Challenges and Gaps in Clinical Trial Genomic Data Management

Sarah Asad 1, Kathryn Kananen 1, Kurt R Mueller 1, W Fraser Symmans 2, Yujia Wen 3, Charles M Perou 4, James S Blachly 1, James Chen 1, Benjamin G Vincent 4, Daniel G Stover 1,
PMCID: PMC9012601  PMID: 35404674

It is now a commonplace to propose high-dimensional molecular characterization within the translational research objectives of contemporary clinical trials. Similarly, most of these methods are being applied to archived samples from completed clinical trials. The rationale is well understood—comprehensive molecular profiling should accelerate our goal of precision cancer medicine, especially when applied to the randomized clinical trials that incorporate current and emerging effective treatments. However, present barriers impede researchers from unlocking the full potential of these data sets and trials, and it is critical to solve these challenges. Currently, omics data generated from trials are largely decentralized: data are housed at a variety of sites, analyses take place locally, and other researchers do not have access until public deposition of data on repositories such as the database of Genotypes and Phenotypes (dbGaP) and National Cancer Institute's (NCI) Genomic Data Commons (GDC) at publication—often years after generation—and then potentially without adequate clinical annotation to correlate omics features with clinical outcomes. Furthermore, analyses vary widely in bioinformatics methods, including choice of tools, dependencies, file formats, parameterizations, data quality filtering thresholds, and other workflow elements, which makes integration across groups challenging.

Despite great strides toward improving clinical data acquisition (eg, iCARE initiative1) and storage (eg, NCI National Clinical Trials Network [NCTN] Data Archive2), the value of accumulated clinical data is yet to be fully unlocked. Historically, each clinical trial team defines their own trial vocabulary and designates their own data elements using an array of templates. Recent efforts such as the Clinical Data Interchange Standards Consortium (CDISC)3 standards for clinical trials elements are evidence that this paradigm is changing. Nevertheless, the lack of more standardized nomenclature hinders research and clinically important studies that require data aggregation and integration across trials in the domains of clinical data, biospecimen data, and statistical/omics meta-analyses. Currently, there is not a simple strategy for viewing the data landscape of all completed trials at a granular patient level in a single location. To enable complete data transparency, a technological solution must be explored for investigators not only to readily view information across trials but also to readily share data using the same vocabulary to facilitate analyses and interpretations. There is a critical need for both a unified vocabulary and a data clearinghouse that facilitates the harmonization of both prospective and retrospective clinical trials data. Such a system would synchronize data activities across clinical trials, facilitate the rapid advancement of correlative analyses, and allow future analysis of studies, within and across tumor type.

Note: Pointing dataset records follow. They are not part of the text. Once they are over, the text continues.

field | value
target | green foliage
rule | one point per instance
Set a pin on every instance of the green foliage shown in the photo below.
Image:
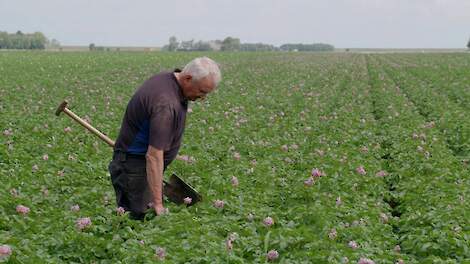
(274, 118)
(19, 40)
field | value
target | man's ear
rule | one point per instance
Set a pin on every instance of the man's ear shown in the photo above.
(188, 78)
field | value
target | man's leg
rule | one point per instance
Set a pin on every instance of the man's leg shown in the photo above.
(120, 183)
(138, 190)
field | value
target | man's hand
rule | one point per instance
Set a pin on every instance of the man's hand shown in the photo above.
(160, 210)
(154, 158)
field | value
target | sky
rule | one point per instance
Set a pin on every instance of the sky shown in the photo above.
(150, 23)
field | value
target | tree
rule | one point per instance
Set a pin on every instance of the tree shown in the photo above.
(173, 44)
(230, 44)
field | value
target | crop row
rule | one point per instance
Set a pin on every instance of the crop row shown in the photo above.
(428, 183)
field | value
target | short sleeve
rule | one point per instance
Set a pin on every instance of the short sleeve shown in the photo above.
(161, 127)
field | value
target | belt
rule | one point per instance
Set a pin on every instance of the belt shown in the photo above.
(123, 156)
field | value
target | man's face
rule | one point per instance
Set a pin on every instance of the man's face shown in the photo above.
(194, 90)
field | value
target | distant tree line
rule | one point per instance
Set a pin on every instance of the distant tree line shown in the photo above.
(20, 40)
(307, 47)
(234, 44)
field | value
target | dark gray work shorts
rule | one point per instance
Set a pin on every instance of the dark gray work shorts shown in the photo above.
(129, 179)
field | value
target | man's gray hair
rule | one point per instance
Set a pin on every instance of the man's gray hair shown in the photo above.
(203, 67)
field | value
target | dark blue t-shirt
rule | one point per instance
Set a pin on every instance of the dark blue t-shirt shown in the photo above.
(156, 116)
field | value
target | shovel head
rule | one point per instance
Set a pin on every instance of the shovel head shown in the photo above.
(176, 190)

To address this within the NCI's NCTN framework, we have established the Alliance Standardized Translational Omics Resource (A-STOR) through planning by the Alliance Translational Research Program (TRP) and the Alliance Statistical and Data Management Center (SDMC) to develop a solution for this rate-limiting step. A-STOR is a single shared living repository for multiomics data and associated clinical data designed to facilitate rapid omics analyses and meta-analyses within and across studies.

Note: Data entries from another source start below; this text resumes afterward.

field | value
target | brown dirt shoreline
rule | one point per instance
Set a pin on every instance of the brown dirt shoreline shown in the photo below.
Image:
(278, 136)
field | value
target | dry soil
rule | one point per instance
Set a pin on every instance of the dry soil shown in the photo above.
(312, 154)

The Challenge of Decentralization of Clinical Trial Omics Data

Two of the major gaps in clinicogenomic research that A-STOR aims to fill are (1) the decentralized nature of clinical trial omics data and (2) competing priorities of study teams, biostatisticians, correlative researchers, and data repositories. Data are owned by an individual study until publications and thus are siloed for years. Study teams aim to protect their own rights to the data, including first publication, without hindrance from other investigators. In an era of rapid advancement, this makes the data potentially less relevant in contemporary clinical contexts at the time they become available. Data repositories aim to accelerate data accessibility, but maintain extensive formatting guidelines for submission, and each repository has distinct content and requirements. For example,

  • dbGaP: Database of Genotypes and Phenotypes, maintained by the National Center for Biotechnology Information (NCBI). Primarily raw sequencing data with study-specific metadata, governed by complex data deposition requirements. Typically, deposit and public accessibility only occurs with publication of translational manuscripts.

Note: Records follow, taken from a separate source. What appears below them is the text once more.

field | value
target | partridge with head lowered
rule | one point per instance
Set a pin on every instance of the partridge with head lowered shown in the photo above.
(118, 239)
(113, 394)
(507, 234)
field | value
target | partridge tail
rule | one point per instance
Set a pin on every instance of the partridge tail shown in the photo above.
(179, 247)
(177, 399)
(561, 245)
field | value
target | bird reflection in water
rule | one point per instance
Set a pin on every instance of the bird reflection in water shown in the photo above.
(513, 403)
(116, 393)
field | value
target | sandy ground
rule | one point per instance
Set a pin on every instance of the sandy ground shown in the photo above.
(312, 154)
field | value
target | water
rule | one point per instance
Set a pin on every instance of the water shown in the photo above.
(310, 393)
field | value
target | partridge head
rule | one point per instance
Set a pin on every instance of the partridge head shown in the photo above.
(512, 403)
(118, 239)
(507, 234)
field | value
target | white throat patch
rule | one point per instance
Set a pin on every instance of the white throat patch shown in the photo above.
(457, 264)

  • GDC: Genomic Data Commons by NCI includes raw and processed sequencing data, curated clinical metadata, and even pathology image data. Only a subset of clinical trials are hosted (no pharmaceutical-supported trials), and typically, deposit and public accessibility only occurs with publication of translational manuscripts.

  • NCTN Data Archive: National Clinical Trials Network Data Archive includes detailed clinical trial data but not genomic data. Data deposit and public accessibility only occurs with publication of primary clinical trial end points.

  • NCI Cloud Resources: Components of the NCI Cancer Research Data Commons that allow users to deposit their own data, which can include raw or processed genomic data and other data types. Public data access defined by an individual or a research team that deposited data.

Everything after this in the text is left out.